Mega is somewhat lost in the world of hardcore SF and fantasy fans at the con, but his companion, Marion, a professor of English literature, is more familiar with these events, and she guides him through it. They have troubles, such as being asked to judge a fiction contest (which Marion tackles eagerly) and a costume contest. All seems to be going somewhat well for Mega, but his co-Guest of Honor, Dungannon, is making it a point to offend everyone at the con - he is highly successful with a series of adventure novels featuring "Tratyn Runewind," an alpha-male Norse warrior similar to Conan the Barbarian, but he has come to hate the character when Tratyn becomes so successful there is more interest in the cheesy novels than his lone serious work on Norse mythology (which remains unpublished). It is hardly surprising when he is killed, a bullet through his heart. The fans react by buying up everything with his signature in the huckster room.

The police are at a loss to find the murderer. Everyone had a motive to kill Dungannon, but it seems that no one had the opportunity. Jay and Marion begin investigating and discover many things about Dungannon - he was working on what was to be the last Runewind book, while revealing the depths of his hatred for the character, and that someone had tried to erase the last chapter that depicted Tratyn's humiliating death. Jay corrals the suspects into a scheduled role-playing game event and works out a confession in the way Hamlet did ("The play's the thing / Wherein I'll catch the conscience of the King") with the police detective doing his best to understand the process of a role-playing game. The murderer is revealed to be a super-fan who found out about Tratyn's "death" and killed Dungannon to keep it from happening. As he attempts to kill Jay, Jay uses a plugged-in CRT monitor to block the sword the fan uses, which electrocutes the killer when he stabs the screen.

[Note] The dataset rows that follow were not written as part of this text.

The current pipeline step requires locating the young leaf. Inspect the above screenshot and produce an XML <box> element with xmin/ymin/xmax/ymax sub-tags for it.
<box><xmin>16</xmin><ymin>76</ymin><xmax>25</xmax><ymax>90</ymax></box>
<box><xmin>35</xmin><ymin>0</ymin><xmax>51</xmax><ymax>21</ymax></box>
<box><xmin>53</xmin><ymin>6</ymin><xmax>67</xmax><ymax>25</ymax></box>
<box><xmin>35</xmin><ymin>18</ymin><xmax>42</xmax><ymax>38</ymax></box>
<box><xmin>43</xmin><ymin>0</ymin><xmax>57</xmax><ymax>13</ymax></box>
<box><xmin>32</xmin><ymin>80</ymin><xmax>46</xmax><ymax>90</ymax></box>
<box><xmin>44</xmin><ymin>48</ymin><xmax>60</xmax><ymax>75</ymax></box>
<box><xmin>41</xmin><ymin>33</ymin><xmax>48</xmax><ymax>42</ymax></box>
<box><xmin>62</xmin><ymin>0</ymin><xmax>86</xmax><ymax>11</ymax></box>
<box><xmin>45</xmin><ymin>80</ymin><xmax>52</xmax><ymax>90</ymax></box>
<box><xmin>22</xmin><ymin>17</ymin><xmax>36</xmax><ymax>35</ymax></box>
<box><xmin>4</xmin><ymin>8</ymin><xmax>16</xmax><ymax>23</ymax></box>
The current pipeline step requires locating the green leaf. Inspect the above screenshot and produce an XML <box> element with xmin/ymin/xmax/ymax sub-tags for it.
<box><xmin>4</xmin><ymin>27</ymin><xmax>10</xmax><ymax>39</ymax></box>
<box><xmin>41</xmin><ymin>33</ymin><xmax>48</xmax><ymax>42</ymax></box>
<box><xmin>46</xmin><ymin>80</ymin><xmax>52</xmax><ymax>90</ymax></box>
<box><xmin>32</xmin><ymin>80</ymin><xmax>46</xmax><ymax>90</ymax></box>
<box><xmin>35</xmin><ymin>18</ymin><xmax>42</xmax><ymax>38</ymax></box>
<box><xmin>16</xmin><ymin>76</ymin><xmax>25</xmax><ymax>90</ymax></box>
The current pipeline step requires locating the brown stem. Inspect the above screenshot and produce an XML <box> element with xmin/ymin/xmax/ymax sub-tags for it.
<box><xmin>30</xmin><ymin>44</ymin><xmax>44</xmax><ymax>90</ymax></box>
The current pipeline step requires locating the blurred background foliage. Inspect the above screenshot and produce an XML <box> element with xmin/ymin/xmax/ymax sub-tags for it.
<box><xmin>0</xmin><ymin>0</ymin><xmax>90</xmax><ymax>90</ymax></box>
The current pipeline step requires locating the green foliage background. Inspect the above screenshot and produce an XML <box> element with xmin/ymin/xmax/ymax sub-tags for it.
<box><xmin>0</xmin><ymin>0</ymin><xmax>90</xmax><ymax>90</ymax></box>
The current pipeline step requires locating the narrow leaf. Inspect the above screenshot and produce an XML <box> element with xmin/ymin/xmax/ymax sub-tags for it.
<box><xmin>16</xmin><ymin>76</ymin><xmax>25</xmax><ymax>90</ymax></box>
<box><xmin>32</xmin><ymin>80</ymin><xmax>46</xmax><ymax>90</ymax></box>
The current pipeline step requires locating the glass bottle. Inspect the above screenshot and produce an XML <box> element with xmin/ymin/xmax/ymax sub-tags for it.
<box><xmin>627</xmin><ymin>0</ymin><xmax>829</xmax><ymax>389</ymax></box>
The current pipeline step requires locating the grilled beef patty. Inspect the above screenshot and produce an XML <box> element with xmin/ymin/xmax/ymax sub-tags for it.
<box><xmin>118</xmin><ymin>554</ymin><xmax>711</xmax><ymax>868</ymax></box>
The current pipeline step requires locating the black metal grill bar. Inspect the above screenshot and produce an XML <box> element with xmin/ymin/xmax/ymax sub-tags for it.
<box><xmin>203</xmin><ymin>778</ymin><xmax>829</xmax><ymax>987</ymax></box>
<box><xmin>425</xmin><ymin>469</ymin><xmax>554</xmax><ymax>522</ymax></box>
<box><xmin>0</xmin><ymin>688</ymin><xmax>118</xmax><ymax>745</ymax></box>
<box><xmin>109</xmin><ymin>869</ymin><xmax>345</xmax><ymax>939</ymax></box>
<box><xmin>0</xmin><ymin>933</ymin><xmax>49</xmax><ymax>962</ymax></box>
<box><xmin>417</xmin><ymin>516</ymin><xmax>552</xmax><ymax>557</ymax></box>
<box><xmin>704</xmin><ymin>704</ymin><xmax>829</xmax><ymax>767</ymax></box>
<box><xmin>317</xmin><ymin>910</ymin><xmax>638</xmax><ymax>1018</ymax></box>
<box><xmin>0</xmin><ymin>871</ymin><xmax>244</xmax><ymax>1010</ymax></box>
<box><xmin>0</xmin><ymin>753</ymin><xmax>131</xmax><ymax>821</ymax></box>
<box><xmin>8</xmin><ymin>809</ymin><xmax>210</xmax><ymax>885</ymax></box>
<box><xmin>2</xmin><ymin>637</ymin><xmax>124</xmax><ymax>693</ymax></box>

While the murder investigation continues, the author satirizes a lot of events at science fiction conventions, such as cosplay and the filk songs that science fiction fans sing.

==Reception==
Dave Langford reviewed Bimbos of the Death Sun for White Dwarf #99, and stated that "McCrumb deploys her research with kitchen-sink enthusiasm, neatly caricaturing several SF fan stereotypes but striking an unconvincing note when all these wildly different and often mutually intolerant types sit down to play D&D together."

===Awards===
The novel won the 1988 Edgar Allan Poe Award for Best Paperback Original and was nominated for the Anthony Award in the same category in the same year.